10- Quem está de fato na prática, e não no blablablá ideológico, anti-capitalista, pró-estado, anti-hospitalar, anti-médico, sabe muito bem como é necessário, para um toxicômano, por exemplo, uma área verde, esportes, deambulação, atividade ocupacional. Nada disto existe ou é possível  em hospital geral.

11- O paciente psiquiátrico grave, grita, agita, quebra, chora alto, tudo isto é “intolerável” em hospital geral. Tem de ficar perigosamente  anestesiado lá, com todo risco de vida que isto pode implicar. Isto impede uma visão adequada da psicopatologia (é igual tratar infecção sem o parâmetro da febre, porque o paciente recebe dipirona de seis em seis horas).

12- Como você vai impedir um suicida, dentro de um hospital geral, no 7º andar? Vai colocar grades? Ora, mas vocês, os dito “humanistas”, não são contra as grades, a reclusão? Que negócio é esse? Dois pesos e uma medida?

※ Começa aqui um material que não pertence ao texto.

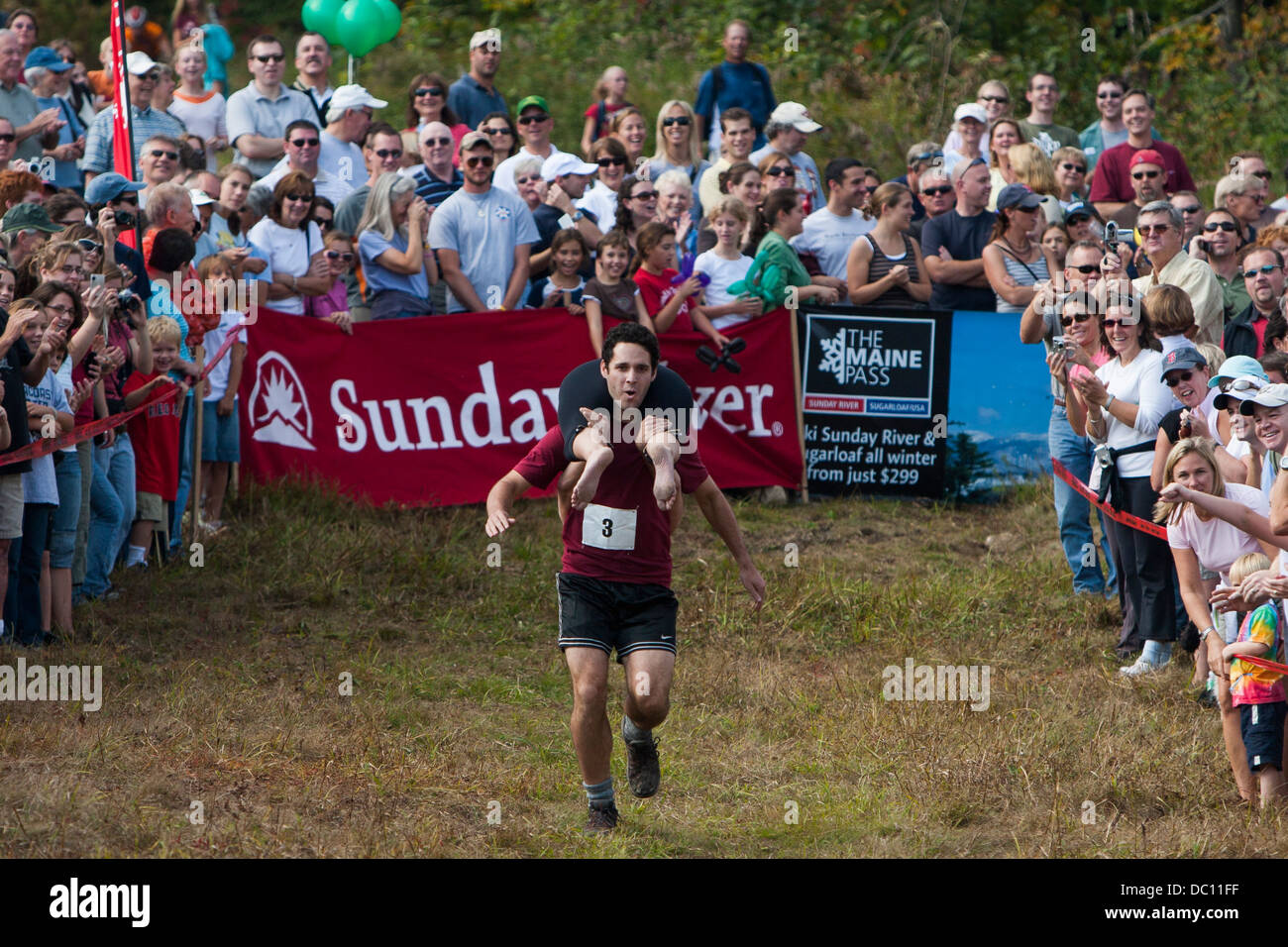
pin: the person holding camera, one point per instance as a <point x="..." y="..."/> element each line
<point x="1064" y="317"/>
<point x="114" y="206"/>
<point x="112" y="497"/>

13-  Hospitalização psiquiátrica não é local para paciente ficar “morando”. É internação aguda, emergencial, melhorou um pouquinho, dá pra ficar em casa, tem de vazar do hospital. Esta é a política adequada.

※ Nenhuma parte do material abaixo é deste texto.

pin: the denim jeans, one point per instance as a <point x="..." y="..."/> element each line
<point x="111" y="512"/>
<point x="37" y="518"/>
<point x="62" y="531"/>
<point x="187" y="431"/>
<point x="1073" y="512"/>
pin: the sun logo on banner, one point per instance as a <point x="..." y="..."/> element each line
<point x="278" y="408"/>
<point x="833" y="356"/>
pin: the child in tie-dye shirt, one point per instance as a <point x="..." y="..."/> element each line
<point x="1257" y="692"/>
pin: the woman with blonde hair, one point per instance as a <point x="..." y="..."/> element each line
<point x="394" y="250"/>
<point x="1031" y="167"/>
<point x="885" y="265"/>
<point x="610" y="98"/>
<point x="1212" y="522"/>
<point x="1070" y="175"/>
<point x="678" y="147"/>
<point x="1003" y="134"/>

14- É muito comum receber-se um   paciente de Caps, com anos, decênios, de evolução, tudo sem diagnostico, tudo sem investigação médica - que poderia ser feita adequadamente só em ambiente hospitalar (neuroimagem, laboratório, testes neuropsicológicos, observação psiquiátrica, evolução, etc). Pacientes, p.ex., com demências tratáveis não diagnosticada (tipo. p.ex., neurossifilis, hiperparatireodismo, encefalite límbica, etc, tratados como “depressão”), pacientes fumando, engordando, tomando café, sedados dentro de casa, síndrome metabólica, hipertensos, dislipidêmicos, etc, tudo sem diagnóstico. Nestes casos, também a hospitalização psiquiátrica é necessária, mas não acontece. A política governamental atual é pela destruição de tais dispositivos de saúde.